Pages

2009-07-10

Google security case study: Google Voice

Posted at http://fulldecent.blogspot.com/2009/07/best-number-on-google-voice.html we see a enumeration script run agains Google Voice. This method uses multiple requests to acquire all phone numbers available on the Google Voice service. Probably not an intended use of the system.

New product offerings are a black hole for exploits, everyone want to be the first one in before the hole gets so big it closes on itself. When making fixes to a large system like this, the rules are:

* Don't mess anything up or slow down the server
* Don't mess anything up or slow down the server
* Add features


The problem is, there is not adequate logging or analytics being performed on incoming requests to google.com. This isn't rocket science, we're talking about "someone just sent 10+ million web requests in a row... let's block them" types of no-brainers.

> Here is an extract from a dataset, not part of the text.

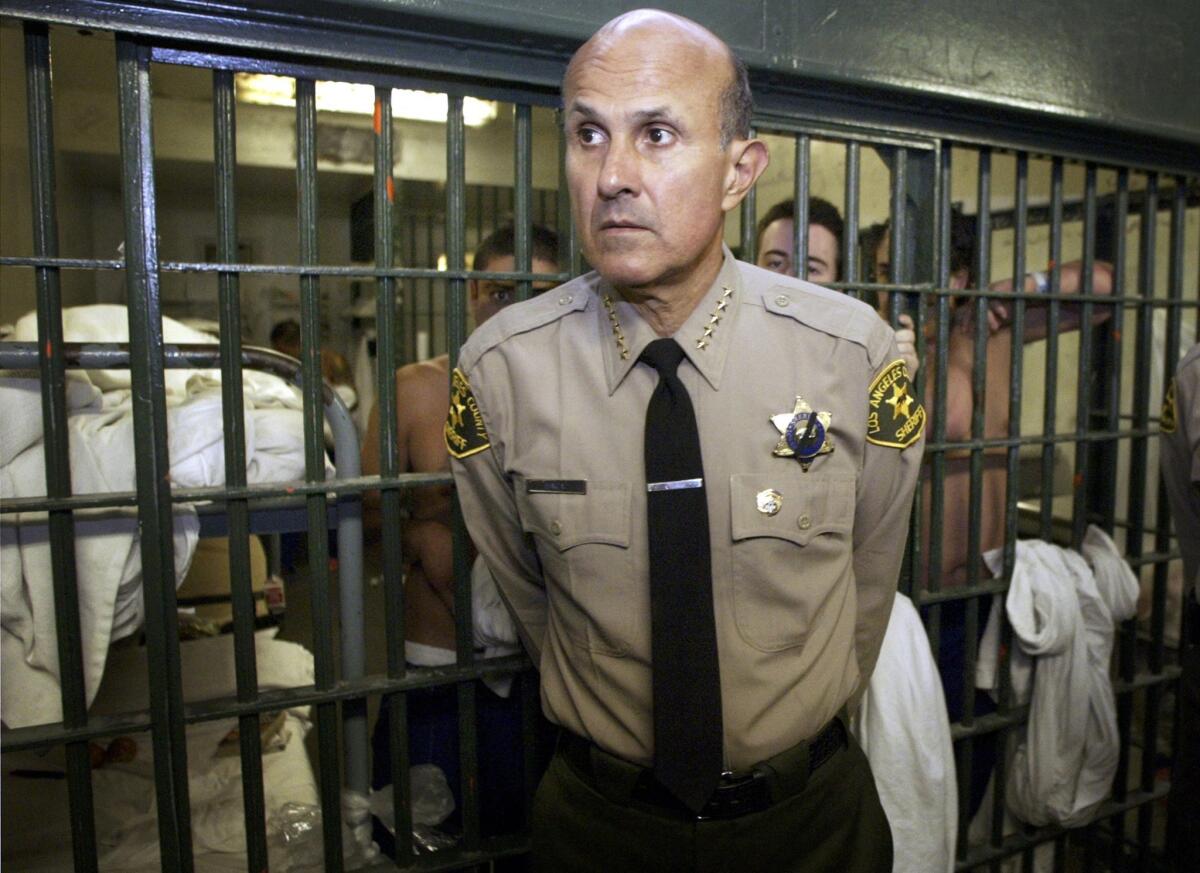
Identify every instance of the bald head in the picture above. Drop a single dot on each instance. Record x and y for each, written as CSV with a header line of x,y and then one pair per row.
x,y
678,37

Maybe logging is expensive or maybe concurrency is an issue. Facebook's databases (last I checked) have a ratio of 10 reads to 1 write -- writes are concurrent, reads work off of slaves. If that's the case one solution is to vertically partition the system. Physically split the wire coming into the farm, use two web gateways. One gateway fans out to applications servers. One gateway fans out to analytics. Those functions are different, have different access needs, and databases can be set up to take advantage of that.